Sans Superellipse Ehmep 5 is a light, normal width, monoline, italic, normal x-height, monospaced font.
Keywords: code, ui labels, tables, data, technical docs, technical, utilitarian, retro, machine-like, clean, alignment, clarity, system design, compactness, distinctiveness, rounded, condensed, upright terminals, open apertures, high legibility.
A slanted, monospaced sans with consistently even stroke weight and a compact, engineered rhythm. Curves are built from rounded-rectangle geometry, giving bowls and counters a squarish softness rather than true circles. Terminals are mostly blunt and straight, with minimal modulation and a disciplined, typewriter-like spacing that keeps every character aligned. Uppercase forms are narrow and tall, while lowercase stays tidy and restrained, producing clear word shapes without decorative detail.

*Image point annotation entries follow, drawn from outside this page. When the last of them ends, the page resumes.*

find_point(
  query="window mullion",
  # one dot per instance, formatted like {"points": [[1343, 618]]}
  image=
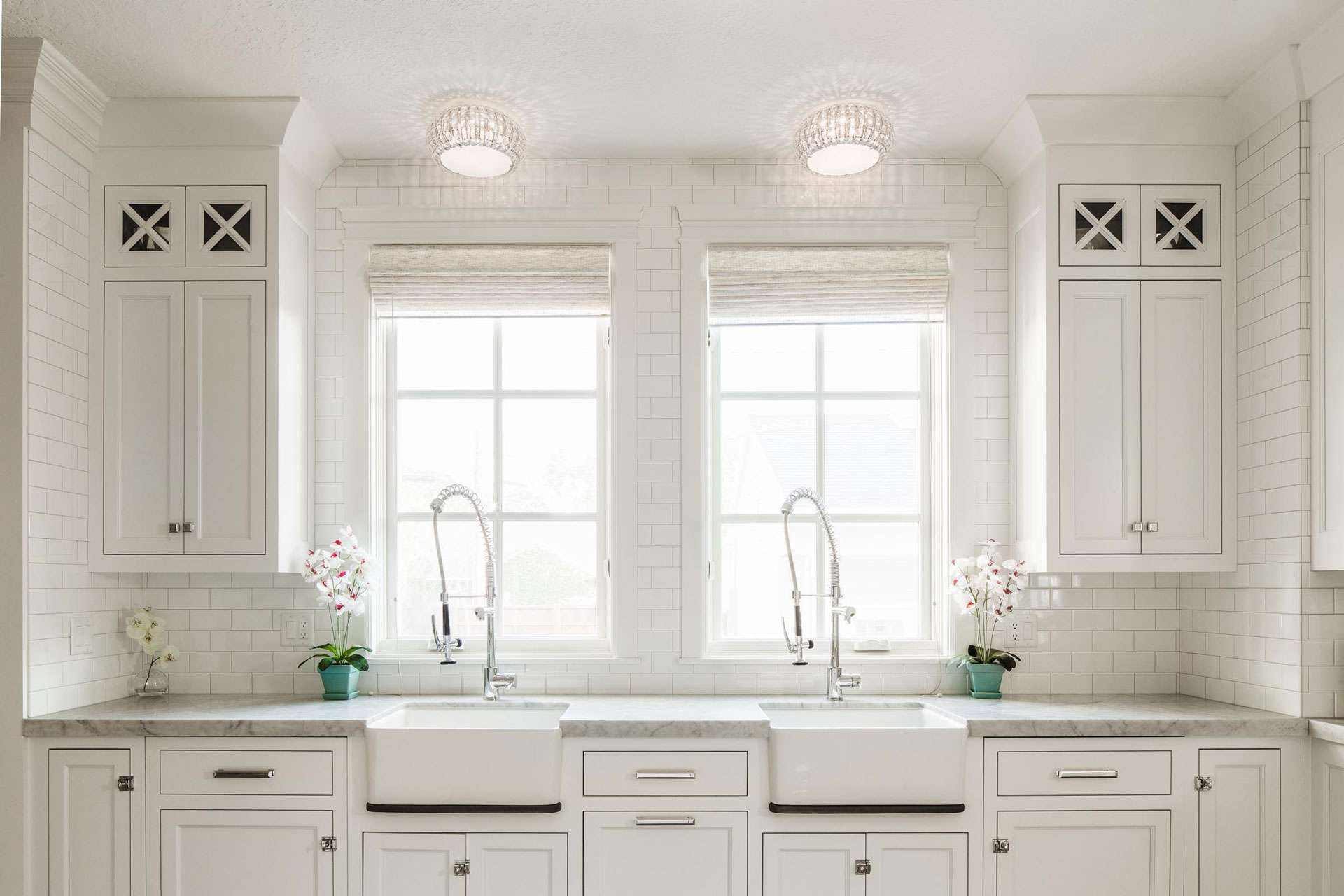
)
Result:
{"points": [[498, 485]]}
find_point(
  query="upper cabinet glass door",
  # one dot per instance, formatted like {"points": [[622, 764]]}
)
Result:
{"points": [[143, 226]]}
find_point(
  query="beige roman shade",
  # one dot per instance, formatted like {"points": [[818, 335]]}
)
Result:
{"points": [[820, 284], [489, 280]]}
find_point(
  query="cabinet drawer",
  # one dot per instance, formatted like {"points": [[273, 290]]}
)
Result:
{"points": [[280, 773], [664, 774], [1085, 773]]}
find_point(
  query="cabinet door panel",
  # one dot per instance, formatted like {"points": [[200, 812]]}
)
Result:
{"points": [[226, 852], [413, 864], [510, 864], [1240, 822], [812, 864], [88, 822], [226, 418], [702, 853], [143, 418], [1100, 853], [1182, 416], [925, 864], [1098, 416]]}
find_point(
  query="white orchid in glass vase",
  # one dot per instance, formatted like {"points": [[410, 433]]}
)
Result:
{"points": [[988, 587], [340, 573], [148, 631]]}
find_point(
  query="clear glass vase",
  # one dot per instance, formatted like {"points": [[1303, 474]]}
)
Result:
{"points": [[151, 681]]}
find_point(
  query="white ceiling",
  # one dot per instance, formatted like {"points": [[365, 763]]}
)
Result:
{"points": [[636, 78]]}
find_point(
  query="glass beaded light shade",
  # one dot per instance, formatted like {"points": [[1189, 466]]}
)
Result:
{"points": [[843, 139], [476, 141]]}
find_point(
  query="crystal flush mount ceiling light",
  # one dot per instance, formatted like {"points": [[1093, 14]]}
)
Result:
{"points": [[476, 141], [843, 139]]}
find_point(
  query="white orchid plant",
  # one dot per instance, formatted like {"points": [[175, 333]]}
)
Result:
{"points": [[148, 630], [988, 587], [340, 573]]}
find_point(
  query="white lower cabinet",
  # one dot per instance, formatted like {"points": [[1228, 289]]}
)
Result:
{"points": [[260, 852], [1094, 852], [1240, 822], [89, 822], [864, 864], [465, 864], [664, 853]]}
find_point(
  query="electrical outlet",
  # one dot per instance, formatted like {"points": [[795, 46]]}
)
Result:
{"points": [[1022, 633], [81, 636], [296, 628]]}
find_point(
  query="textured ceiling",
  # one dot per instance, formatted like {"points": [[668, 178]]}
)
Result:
{"points": [[593, 78]]}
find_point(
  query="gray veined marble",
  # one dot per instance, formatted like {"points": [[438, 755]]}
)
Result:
{"points": [[667, 716]]}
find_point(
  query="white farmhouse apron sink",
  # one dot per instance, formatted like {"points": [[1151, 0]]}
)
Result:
{"points": [[454, 755], [864, 755]]}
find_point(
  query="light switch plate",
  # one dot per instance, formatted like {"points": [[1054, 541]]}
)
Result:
{"points": [[1022, 633], [296, 628], [81, 636]]}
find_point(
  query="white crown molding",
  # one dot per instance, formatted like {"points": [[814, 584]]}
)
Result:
{"points": [[198, 121], [34, 71], [419, 223], [1107, 121], [906, 223]]}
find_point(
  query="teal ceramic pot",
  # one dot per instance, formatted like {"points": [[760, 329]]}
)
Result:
{"points": [[986, 680], [340, 682]]}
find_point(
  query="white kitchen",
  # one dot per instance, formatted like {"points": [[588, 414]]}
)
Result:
{"points": [[608, 449]]}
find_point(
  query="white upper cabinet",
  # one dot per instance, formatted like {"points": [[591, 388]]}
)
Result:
{"points": [[143, 226], [1180, 225], [1182, 416], [185, 418], [1097, 225], [1140, 418], [226, 226], [143, 418], [226, 418], [1100, 488], [201, 363]]}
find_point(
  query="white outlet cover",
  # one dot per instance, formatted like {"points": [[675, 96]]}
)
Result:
{"points": [[296, 628], [81, 636]]}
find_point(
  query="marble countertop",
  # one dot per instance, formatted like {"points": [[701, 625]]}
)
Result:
{"points": [[1329, 729], [667, 716]]}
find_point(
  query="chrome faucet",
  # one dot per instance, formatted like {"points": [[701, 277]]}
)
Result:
{"points": [[493, 680], [836, 680]]}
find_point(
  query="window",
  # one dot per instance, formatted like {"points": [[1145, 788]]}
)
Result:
{"points": [[846, 409], [492, 372], [514, 409], [825, 370]]}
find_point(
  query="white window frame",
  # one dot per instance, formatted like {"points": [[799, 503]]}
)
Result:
{"points": [[932, 507], [385, 429], [704, 226], [613, 226]]}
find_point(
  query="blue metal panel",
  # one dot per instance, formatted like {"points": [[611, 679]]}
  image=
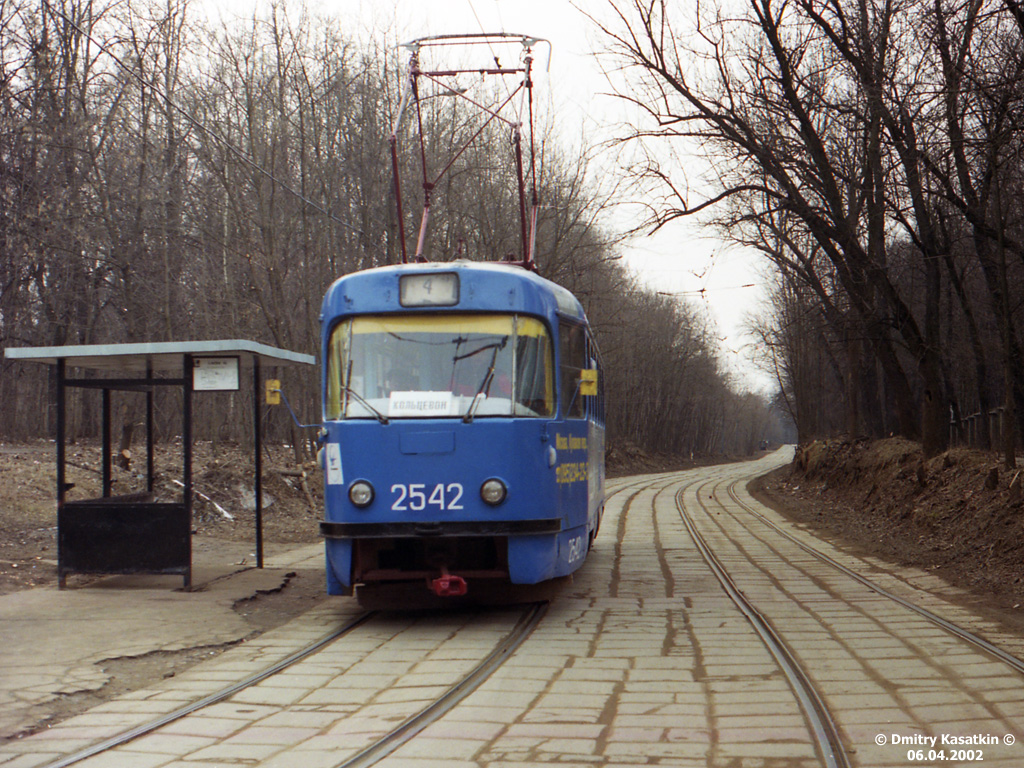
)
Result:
{"points": [[487, 288], [512, 450]]}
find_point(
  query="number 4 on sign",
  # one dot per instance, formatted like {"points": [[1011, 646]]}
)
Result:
{"points": [[272, 391]]}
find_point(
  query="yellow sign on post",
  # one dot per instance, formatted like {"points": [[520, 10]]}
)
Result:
{"points": [[588, 381], [272, 391]]}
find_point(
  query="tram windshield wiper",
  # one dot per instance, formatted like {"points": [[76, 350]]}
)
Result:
{"points": [[366, 403], [488, 376]]}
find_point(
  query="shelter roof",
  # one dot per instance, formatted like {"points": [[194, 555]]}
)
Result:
{"points": [[165, 355]]}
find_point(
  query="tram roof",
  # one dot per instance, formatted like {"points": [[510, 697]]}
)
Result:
{"points": [[158, 355], [487, 287]]}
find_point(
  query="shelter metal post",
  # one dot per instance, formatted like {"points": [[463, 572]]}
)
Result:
{"points": [[258, 463], [105, 461], [61, 426]]}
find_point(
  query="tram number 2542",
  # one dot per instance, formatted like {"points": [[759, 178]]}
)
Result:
{"points": [[416, 497]]}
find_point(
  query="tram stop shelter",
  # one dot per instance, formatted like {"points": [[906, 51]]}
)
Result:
{"points": [[134, 534]]}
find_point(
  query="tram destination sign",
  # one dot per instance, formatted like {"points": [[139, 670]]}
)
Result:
{"points": [[215, 374], [429, 289]]}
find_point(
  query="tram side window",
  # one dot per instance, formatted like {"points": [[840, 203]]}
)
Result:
{"points": [[572, 346], [535, 384], [337, 358]]}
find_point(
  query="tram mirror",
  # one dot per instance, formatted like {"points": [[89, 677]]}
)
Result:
{"points": [[588, 381], [272, 391]]}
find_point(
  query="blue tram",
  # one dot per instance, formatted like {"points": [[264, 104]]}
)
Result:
{"points": [[464, 414]]}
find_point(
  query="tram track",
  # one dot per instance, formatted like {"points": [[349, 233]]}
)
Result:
{"points": [[825, 733], [977, 641], [219, 695], [828, 598], [388, 628], [456, 693]]}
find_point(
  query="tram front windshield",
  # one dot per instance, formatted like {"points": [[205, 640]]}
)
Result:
{"points": [[439, 366]]}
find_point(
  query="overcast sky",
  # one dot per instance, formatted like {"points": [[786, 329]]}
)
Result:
{"points": [[681, 258]]}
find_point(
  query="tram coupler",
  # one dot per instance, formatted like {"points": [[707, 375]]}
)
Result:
{"points": [[449, 585]]}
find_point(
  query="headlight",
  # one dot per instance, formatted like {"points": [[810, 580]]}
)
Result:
{"points": [[360, 494], [493, 492]]}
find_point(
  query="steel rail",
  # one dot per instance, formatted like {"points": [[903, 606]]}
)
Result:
{"points": [[456, 693], [823, 728], [220, 695], [953, 629]]}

Well suited to coding environments, terminals, and UI labels where fixed character widths help alignment. It also works for tables, forms, and technical documentation that benefits from a compact, consistent rhythm. At larger sizes it can deliver a distinctive retro-computing flavor for headlines or posters while remaining clean and readable.
The overall tone feels technical and utilitarian, with a subtle retro-machine character reminiscent of terminals, labeling systems, and industrial documentation. Its rounded-square curves add a friendly softness without losing the precise, mechanical attitude. The italic slant contributes a sense of motion and pragmatism rather than elegance.
The design appears aimed at a pragmatic, monospaced workhorse that stays legible and orderly while adding personality through rounded-rectangle geometry and an oblique stance. The emphasis is on consistency, alignment, and clear differentiation of glyphs for information-dense settings.
Key shapes emphasize clarity: the zeros appear slashed, the “Q” uses a simple tail treatment, and punctuation/dots are square and minimal. Many letters show open, straightforward constructions with generous interior space relative to the stroke, helping maintain clarity at small sizes while keeping a compact footprint.